I crateri sommitali rappresentano l’area nodale dell’attività vulcanica, attraverso i quali si esplica la persistente attività fumarolica dell’Etna e ad intervalli di tempo più o meno regolari sono sede di eventi esplosivi di varia tipologia ed energia come: attività stromboliane, fontane di lava, espulsione di ostruzioni del condotto, attività freatiche ecc., che ne modificano continuamente la morfologia.
Sin dall’antichità nelle diverse epoche l’ascensione sulla cima del vulcano per gli appassionati ha rappresentato il momento saliente del viaggio in Sicilia, il luogo d’incontro con le forze della natura capaci di distruggere e al contempo di creare un territorio unico e affascinante come quello del “Mongibello” (nome arabo dell’Etna).

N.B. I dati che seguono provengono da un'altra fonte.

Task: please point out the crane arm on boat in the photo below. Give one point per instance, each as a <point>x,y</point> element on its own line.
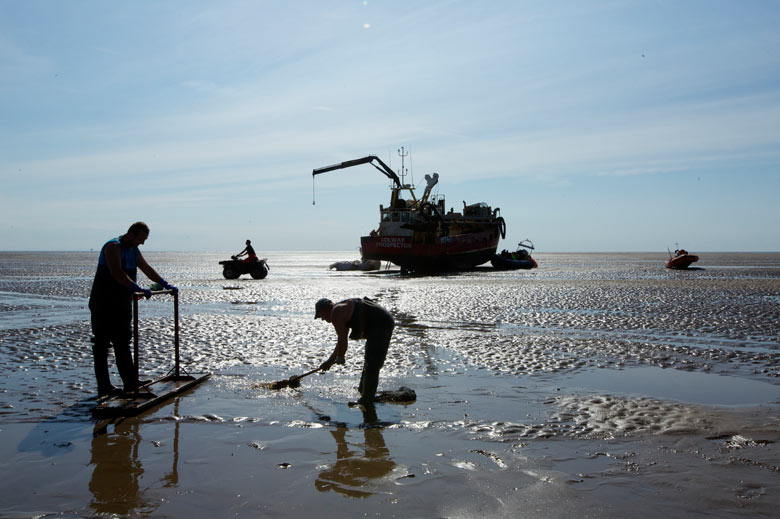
<point>382,167</point>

Salita con i mezzi della funivia sino ai 2900 m s.l.m. (Torre del Filosofo), da qui si prosegue a piedi verso i crateri sommitali (3340 m. s.l.m.), dopo una “rispettosa” visita si scende lungo i depositi piroclastici dell’ultima eruzione seguendo in parte il ciglio della scarpata che delimita la grande depressione della Valle del Bove e si arriva in fine al Rifugio Sapienza (1900 m s.l.m.).